I split the data into training and testing sets with a test size of 20%. I train a Random Forest Regressor model with 100 trees and make predictions on the testing set. 

We have to do classification task by setting tthershold value.
eg:  if we set the threshold value to 50, we can classify the leads with predicted scores greater than or equal to 50 as 'WON', and those with scores less than 50 as 'LOST'. 

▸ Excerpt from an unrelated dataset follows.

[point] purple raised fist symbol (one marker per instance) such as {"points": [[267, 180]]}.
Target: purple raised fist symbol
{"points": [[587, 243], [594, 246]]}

Based on the output of the evaluation, the model has perfect performance on the testing set, as indicated by the accuracy, precision, recall, and F1-score values of 1.00. However, it's important to keep in mind that this may be due to the imbalanced nature of the dataset, where the majority of leads have either 'WON' or 'LOST' status.